Não se questiona o mérito nem a bondade das propostas que têm surgido. Reconhece-se aliás que a Estratégia Nacional agora apresentada propõe uma abordagem com uma amplitude nunca antes testemunhada. Ela vai muito para lá das medidas de caráter punitivo tão típicas deste tipo de propostas circunstanciais, contemplando âmbitos tão relevantes como a promoção da educação para a cidadania, o reforço do processo formativo dos servidores públicos nas componentes da ética, da integridade e da responsabilidade no exercício do serviço público, o envolvimento das Universidades no processo de reforço da consciencialização dos jovens e da sociedade civil relativamente à integridade, ou ainda, uma maior vinculação das entidades públicas e privadas relativamente à adoção de instrumentos de prevenção de riscos.

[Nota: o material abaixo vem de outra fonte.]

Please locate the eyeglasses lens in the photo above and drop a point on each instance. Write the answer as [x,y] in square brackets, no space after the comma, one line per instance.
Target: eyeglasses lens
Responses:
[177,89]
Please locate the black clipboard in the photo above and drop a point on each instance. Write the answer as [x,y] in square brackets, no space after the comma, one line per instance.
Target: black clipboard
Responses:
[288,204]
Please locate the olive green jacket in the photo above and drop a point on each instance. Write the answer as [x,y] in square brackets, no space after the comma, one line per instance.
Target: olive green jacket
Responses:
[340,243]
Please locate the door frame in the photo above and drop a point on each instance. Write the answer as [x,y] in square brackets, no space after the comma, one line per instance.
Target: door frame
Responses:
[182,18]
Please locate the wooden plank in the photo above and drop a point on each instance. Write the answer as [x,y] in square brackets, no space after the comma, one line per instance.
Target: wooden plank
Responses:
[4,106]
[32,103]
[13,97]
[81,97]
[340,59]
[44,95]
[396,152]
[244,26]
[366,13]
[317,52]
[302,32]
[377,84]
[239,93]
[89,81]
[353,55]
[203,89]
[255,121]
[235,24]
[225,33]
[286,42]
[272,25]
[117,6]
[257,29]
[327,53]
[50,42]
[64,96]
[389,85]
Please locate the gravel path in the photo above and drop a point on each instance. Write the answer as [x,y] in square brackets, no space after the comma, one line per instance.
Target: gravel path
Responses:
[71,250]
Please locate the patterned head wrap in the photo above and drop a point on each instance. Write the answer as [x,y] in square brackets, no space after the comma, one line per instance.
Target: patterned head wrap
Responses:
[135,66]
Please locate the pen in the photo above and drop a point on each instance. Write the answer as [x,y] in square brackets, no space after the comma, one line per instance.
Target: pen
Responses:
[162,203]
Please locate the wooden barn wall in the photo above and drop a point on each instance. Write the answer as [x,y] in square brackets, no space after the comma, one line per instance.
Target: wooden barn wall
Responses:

Independentemente das medidas propostas e aprovadas numa qualquer estratégia de controlo da fraude e da corrupção, são conhecidos alguns pressupostos próprios da natureza do fenómeno da fraude e da corrupção que não podem deixar de ser considerados para se perceber que, como em tudo na vida, não existem soluções perfeitas.

De entre estes circunstancialismos, permito-me destacar os seguintes:

  • As opções por práticas de fraude e corrupção decorrerem do perfil de (menor) integridade dos indivíduos que as praticam.
  • A ocorrência de um ato de fraude ou de corrupção é e sempre será o resultado de uma opção de alguém – do autor. Deste ponto de vista, as medidas que apostem na educação para a cidadania, no reforço da interiorização dos valores da ética e na formação para a integridade podem ser perspetivadas segundo lógicas de prevenção de médio ou mesmo de longo prazo.
  • Apesar de considerar que a maioria das pessoas numa sociedade revela sinais de ser tendencialmente íntegra, importa perceber que qualquer organização, pública ou privada, pode integrar nas suas estruturas, em qualquer função e posição hierárquica, pessoas com menores índice de integridade, e que estes perfis são em regra muito difíceis de detetar precocemente, se alguma vez chegarem a ser detetados. Afinal “quem vê caras, não vê corações”. Se associarmos a estes perfis de menor integridade, elevados índices de racionalidade, facilmente percebemos as razões que nos levam a assumir que inexistem medidas de prevenção perfeitas sobre a fraude e a corrupção.
  • Será bom que nunca se perca de vista que qualquer organização, pública ou privada, pode contar nas suas fileiras com servidores menos íntegros. Alguns dos quais com elevados índices de capacidade intelectual para desafiar e contornar com sucesso sistemas de controlo muito complexos e de elevada sofisticação.
  • O factor oportunidade revela-se igualmente importante na equação das determinantes da fraude e da corrupção. Para que haja fraude e corrupção é necessário que haja oportunidade para que tal suceda. Este fator surge diretamente associado à natureza das funções que são desenvolvidas pela organização. Os instrumentos de prevenção de riscos de fraude e corrupção nas organizações visam sobretudo identificar estas oportunidades associadas a cada tarefa, e estabelecer e adotar um quadro de medidas preventivas considerado potencialmente adequado.
  • A presença de um colaborar menos íntegro, com elevada capacidade intelectual, a um lado, perante uma oportunidade associada às tarefas que exerce no seio da organização onde exerce funções, a outro, são as grandes determinantes da fraude e da corrupção nas organizações.
  • A fraude e a corrupção são fenómenos com elevadas taxas de ocultação, ou de “cifras negras”, dados os índices de racionalidade que em regra marcam os circunstancialismos da sua ocorrência, como se verificou acima. 

Enfim, para terminar recorro ao desabafo de um amigo pessoal, que há uns tempos, em circunstância idêntica à atual, afirmava que “a única forma de combater com boa eficácia a criminalidade associada à fraude e à corrupção passa pela despenalização desses crimes no código penal”. De outro modo, o mais provável será que continuemos a ter notícias e sinais da ocorrência de fraude e corrupção um pouco por todo o lado, nas organizações públicas e privadas.